Я подпрыгнул на табуретке.

– На Анне Стефановне? Значит, метресса не соврала…

– Честно сказать, я ей даже благодарен, – покраснел Дядя Фил. – Если бы не она, я ещё десять лет собирался бы объясниться…

– А я скоро буду монах, – сказал Эстонец.

– А разве ты ещё не…

– Он послушник, – сказал доктор Кузнецов. – Его отпустили перед постригом с близкими повидаться.

– А что, потом будет уже нельзя?

– Потом починят пограничные радары. Монастырь – то прямо между двумя границами стоит. Наши с эстонцами спорили, чей он будет, да так и не договорились. Объявили его ничейной территорией и окружили столбами. Монахам предложили разойтись по другим монастырям, но они, понятное дело, отказались. Теперь им ни войти, ни выйти. Только если какой-нибудь мальчишка не запустит в сеть вирус…

– Я рад, что увидел тебя, братик, – сказал Эстонец, глядя на меня сияющими глазами.

– Вот теперь ты опять на Ангела похож, – улыбнулся я.

– Так он же скоро им и станет, – промолвил Дядя Фил. – Монах, это же ангельский чин! Но у нашего Каарела есть ещё одна задумка. Он хочет стать Королём сету… Молчи, Кирюша, я сам расскажу. Так вот, есть поверье, что постриженный в монахи спасает свой род до седьмого колена… то есть семь поколений спасает. Родители, тёти-дяди, дедушки-прадедушки… Это же целая куча народу!..

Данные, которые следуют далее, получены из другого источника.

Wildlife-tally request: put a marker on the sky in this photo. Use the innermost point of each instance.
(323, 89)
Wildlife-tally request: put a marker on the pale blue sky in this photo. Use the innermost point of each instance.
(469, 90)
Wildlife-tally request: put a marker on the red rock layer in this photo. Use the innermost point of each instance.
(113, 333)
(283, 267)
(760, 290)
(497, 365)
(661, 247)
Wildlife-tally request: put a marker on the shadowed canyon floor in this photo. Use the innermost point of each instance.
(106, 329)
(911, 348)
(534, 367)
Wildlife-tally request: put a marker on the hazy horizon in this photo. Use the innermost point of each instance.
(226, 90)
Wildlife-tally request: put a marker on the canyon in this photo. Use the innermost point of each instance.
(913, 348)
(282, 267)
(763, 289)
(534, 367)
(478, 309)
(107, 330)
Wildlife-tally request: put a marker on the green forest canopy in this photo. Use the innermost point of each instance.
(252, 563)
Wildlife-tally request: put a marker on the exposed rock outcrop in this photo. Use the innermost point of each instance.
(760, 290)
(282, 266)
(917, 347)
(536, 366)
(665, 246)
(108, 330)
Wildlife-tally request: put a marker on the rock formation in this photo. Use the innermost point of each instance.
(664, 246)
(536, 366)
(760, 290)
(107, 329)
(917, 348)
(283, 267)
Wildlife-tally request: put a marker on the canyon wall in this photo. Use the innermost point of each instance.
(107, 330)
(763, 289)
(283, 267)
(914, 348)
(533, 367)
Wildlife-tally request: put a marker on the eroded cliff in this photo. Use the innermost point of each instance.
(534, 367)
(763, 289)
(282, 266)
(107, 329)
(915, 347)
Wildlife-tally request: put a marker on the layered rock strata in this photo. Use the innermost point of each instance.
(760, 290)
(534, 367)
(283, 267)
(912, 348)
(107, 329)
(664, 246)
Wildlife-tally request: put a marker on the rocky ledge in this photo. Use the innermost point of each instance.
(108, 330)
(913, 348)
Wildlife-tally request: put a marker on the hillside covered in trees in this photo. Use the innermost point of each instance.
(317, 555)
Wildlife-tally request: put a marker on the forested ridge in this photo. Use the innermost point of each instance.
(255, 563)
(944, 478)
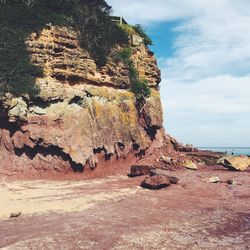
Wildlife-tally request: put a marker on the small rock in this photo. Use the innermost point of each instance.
(231, 182)
(14, 215)
(238, 163)
(138, 170)
(214, 179)
(190, 165)
(173, 179)
(156, 182)
(166, 159)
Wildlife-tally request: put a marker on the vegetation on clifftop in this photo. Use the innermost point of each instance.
(20, 18)
(138, 86)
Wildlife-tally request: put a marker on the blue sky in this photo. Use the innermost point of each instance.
(203, 50)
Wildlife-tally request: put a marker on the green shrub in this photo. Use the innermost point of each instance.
(19, 18)
(140, 89)
(138, 86)
(140, 31)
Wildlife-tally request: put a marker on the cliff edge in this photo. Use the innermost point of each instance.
(83, 114)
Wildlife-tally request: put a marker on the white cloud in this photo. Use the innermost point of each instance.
(206, 83)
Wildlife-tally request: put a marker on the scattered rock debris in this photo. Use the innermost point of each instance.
(15, 215)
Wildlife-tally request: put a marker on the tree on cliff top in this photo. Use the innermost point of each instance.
(19, 18)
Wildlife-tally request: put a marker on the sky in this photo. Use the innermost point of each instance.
(203, 51)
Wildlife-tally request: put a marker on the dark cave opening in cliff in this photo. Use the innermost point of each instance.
(46, 151)
(152, 131)
(12, 127)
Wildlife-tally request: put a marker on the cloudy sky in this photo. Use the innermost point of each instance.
(203, 50)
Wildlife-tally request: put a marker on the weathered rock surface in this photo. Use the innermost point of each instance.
(190, 165)
(83, 113)
(156, 182)
(139, 170)
(172, 179)
(239, 163)
(214, 179)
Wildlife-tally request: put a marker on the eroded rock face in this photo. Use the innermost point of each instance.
(82, 111)
(238, 163)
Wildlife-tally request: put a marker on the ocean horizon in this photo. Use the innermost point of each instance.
(229, 150)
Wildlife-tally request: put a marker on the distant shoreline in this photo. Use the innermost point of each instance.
(229, 150)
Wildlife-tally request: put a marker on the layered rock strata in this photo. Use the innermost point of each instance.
(83, 111)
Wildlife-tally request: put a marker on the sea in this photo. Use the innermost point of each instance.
(229, 150)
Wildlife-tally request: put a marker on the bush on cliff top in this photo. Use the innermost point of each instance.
(19, 18)
(138, 86)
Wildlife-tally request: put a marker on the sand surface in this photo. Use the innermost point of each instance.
(115, 213)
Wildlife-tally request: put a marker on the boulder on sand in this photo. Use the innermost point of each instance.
(214, 179)
(156, 182)
(173, 179)
(138, 170)
(238, 163)
(190, 165)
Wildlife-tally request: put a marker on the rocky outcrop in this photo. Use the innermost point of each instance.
(83, 113)
(238, 163)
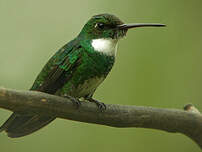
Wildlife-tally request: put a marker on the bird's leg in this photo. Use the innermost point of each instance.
(99, 104)
(75, 101)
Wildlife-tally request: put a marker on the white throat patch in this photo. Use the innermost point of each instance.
(106, 46)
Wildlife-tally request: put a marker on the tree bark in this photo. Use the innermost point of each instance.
(187, 122)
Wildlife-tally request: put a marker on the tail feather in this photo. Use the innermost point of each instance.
(19, 125)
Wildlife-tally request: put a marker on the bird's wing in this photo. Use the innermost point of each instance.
(54, 74)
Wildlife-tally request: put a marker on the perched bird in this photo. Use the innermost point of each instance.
(76, 69)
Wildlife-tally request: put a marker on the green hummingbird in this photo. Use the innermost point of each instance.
(75, 70)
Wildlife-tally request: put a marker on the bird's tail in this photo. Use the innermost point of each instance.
(19, 125)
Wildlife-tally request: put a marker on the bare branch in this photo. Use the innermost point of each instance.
(170, 120)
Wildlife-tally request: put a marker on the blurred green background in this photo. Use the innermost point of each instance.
(158, 67)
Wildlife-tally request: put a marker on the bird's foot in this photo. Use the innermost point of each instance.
(101, 106)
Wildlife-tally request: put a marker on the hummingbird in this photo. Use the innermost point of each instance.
(75, 70)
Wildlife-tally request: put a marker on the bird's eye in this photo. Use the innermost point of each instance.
(100, 25)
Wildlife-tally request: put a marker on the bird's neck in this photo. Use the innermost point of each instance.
(106, 46)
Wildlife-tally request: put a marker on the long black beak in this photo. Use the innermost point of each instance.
(129, 26)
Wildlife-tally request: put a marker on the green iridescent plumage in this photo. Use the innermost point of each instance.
(77, 69)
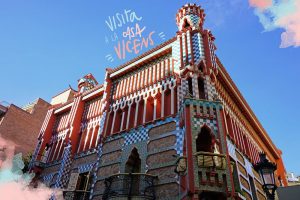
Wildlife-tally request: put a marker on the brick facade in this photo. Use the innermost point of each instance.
(22, 127)
(172, 108)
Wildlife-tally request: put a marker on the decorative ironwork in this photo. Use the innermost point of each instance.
(213, 160)
(266, 170)
(76, 195)
(132, 185)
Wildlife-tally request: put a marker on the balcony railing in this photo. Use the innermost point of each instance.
(131, 186)
(211, 160)
(76, 195)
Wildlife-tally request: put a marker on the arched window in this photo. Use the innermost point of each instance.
(205, 140)
(186, 24)
(190, 85)
(133, 164)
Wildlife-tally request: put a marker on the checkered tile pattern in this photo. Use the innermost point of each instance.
(34, 156)
(179, 139)
(195, 87)
(182, 92)
(63, 173)
(136, 136)
(248, 166)
(176, 53)
(47, 178)
(198, 48)
(85, 167)
(210, 89)
(188, 36)
(194, 19)
(231, 149)
(198, 122)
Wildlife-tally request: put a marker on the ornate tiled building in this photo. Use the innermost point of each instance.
(169, 124)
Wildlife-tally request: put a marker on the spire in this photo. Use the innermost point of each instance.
(190, 16)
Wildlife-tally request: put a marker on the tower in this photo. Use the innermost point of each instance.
(169, 124)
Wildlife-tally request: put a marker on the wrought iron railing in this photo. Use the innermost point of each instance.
(213, 160)
(76, 195)
(132, 186)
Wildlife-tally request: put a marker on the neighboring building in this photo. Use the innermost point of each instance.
(22, 125)
(63, 97)
(293, 179)
(174, 103)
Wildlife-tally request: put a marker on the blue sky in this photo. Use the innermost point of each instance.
(45, 46)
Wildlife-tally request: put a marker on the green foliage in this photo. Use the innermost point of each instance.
(26, 159)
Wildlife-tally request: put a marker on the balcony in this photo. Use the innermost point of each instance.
(76, 195)
(130, 186)
(212, 169)
(211, 160)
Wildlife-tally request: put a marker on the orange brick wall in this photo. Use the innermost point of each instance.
(22, 127)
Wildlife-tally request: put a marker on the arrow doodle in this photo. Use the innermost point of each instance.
(109, 57)
(162, 35)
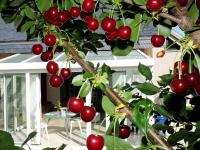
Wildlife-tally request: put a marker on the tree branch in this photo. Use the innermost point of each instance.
(116, 99)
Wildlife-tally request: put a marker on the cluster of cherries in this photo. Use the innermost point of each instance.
(180, 85)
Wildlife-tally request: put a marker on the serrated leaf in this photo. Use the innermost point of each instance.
(78, 80)
(145, 71)
(108, 106)
(148, 88)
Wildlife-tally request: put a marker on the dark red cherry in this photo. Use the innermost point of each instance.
(124, 131)
(154, 5)
(37, 49)
(55, 81)
(92, 23)
(75, 104)
(157, 40)
(50, 40)
(66, 73)
(75, 12)
(124, 32)
(88, 113)
(52, 67)
(108, 24)
(95, 142)
(88, 5)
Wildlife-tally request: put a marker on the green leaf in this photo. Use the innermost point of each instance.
(29, 12)
(108, 106)
(194, 12)
(43, 6)
(78, 80)
(161, 110)
(140, 2)
(148, 88)
(85, 89)
(6, 141)
(30, 136)
(119, 143)
(141, 118)
(145, 71)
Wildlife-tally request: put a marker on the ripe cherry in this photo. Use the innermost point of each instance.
(88, 113)
(92, 23)
(124, 32)
(75, 104)
(112, 35)
(157, 40)
(182, 2)
(37, 49)
(63, 16)
(108, 24)
(55, 81)
(50, 40)
(184, 66)
(154, 5)
(75, 12)
(124, 131)
(95, 142)
(179, 86)
(52, 67)
(88, 5)
(66, 73)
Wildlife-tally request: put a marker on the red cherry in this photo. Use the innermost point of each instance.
(124, 131)
(95, 142)
(108, 24)
(52, 67)
(63, 16)
(75, 104)
(112, 35)
(50, 40)
(124, 32)
(88, 113)
(75, 12)
(66, 73)
(182, 2)
(92, 23)
(157, 40)
(184, 67)
(88, 5)
(179, 86)
(154, 5)
(37, 49)
(55, 81)
(52, 13)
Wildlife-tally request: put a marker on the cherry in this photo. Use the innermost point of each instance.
(55, 81)
(154, 5)
(108, 24)
(75, 104)
(75, 12)
(184, 66)
(66, 73)
(50, 40)
(124, 32)
(182, 2)
(52, 67)
(95, 142)
(92, 23)
(157, 40)
(37, 49)
(63, 16)
(179, 86)
(124, 131)
(88, 113)
(88, 5)
(112, 35)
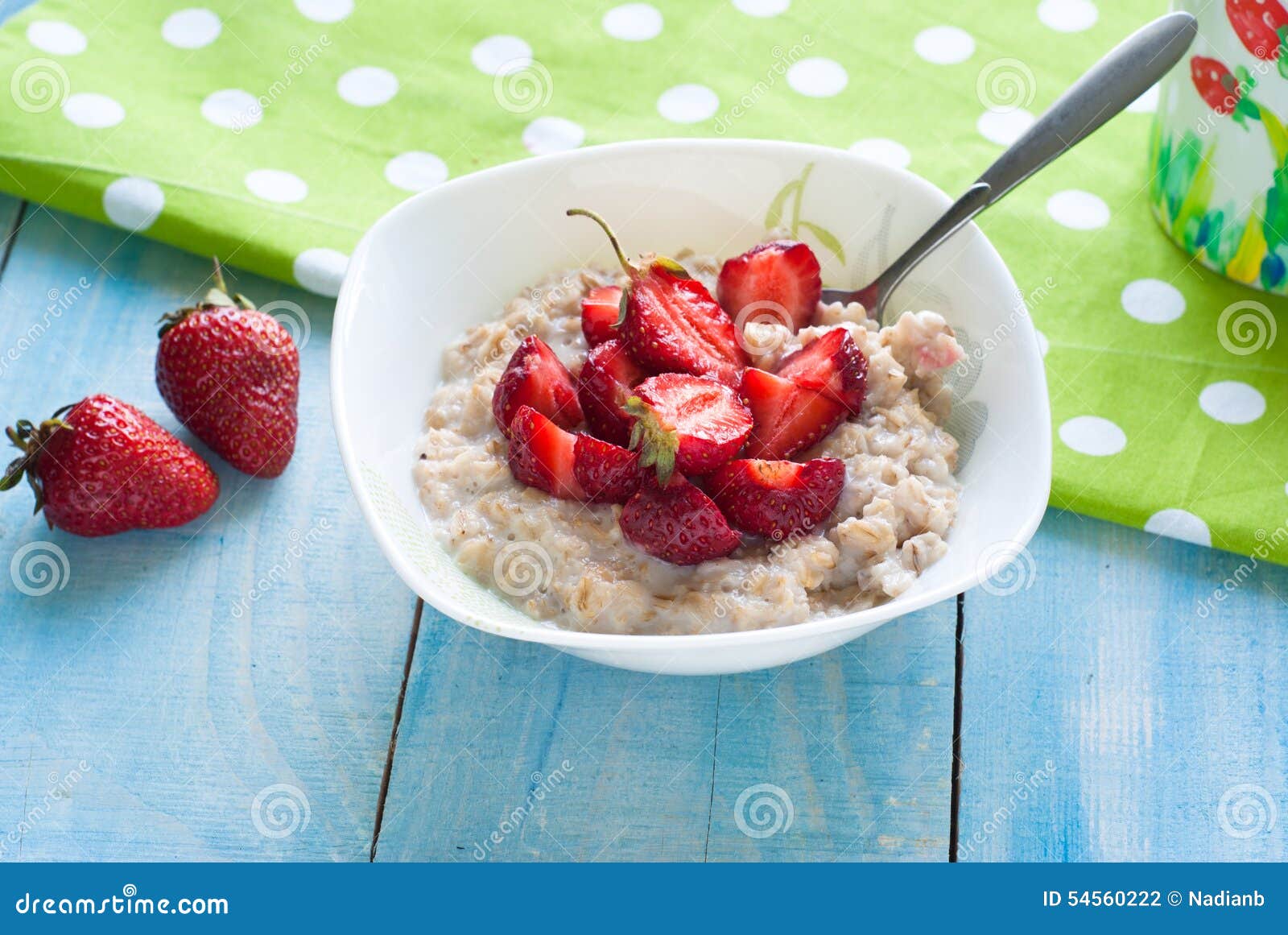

– А там, давно, ещё монахи были, наверно, – встрял Эстонец, – ещё семь колен… И так дальше…

– Вот и выходит, что за Каарелом целый народ стоит. Вот вам и Король сету!

– Пока что я Принц, – улыбнулся Каарел.

– Принц скоро ускачет в свой белый замок и больше не вернётся ко мне, – загрустил я.

– Кто знает! – пожал плечами Дядя Фил.

А Принц вдруг снова улыбнулся и вытащил из-за пазухи конверт.

– А где у вас тут… э… удобства? – неожиданно спросил Дядя Фил. – Ладно, не вставай, сам найду!

Каарел проводил его взглядом, и когда доктор Кузнецов вышел, сказал:

– Я видел Тийну. Она написала тебе письмо. Никто не знает, что будет дальше, но я, наверно, успею передать ей ответ…

Часы показывают без пяти шесть утра. Я впервые пишу письмо от руки. Мой Принц с улыбкой смотрит на меня. Я чувствую его взгляд, не поднимая головы. Я знаю, что он ласков и печален. Я пишу. Написать много я не успею – только самое главное. О том, как я надеюсь на новую встречу. Ведь теперь я знаю, что в этом мире возможно ВСЁ.

Скоро я провожу своих гостей и буду стоять у окна, вглядываясь во тьму и пытаясь разглядеть внизу маленькую машинку, отъезжающую от подъезда… А потом пойду спать. Ночь была длинная, и я устал. А утро – я уверен – будет морозным и ясным, как и положено на Рождество.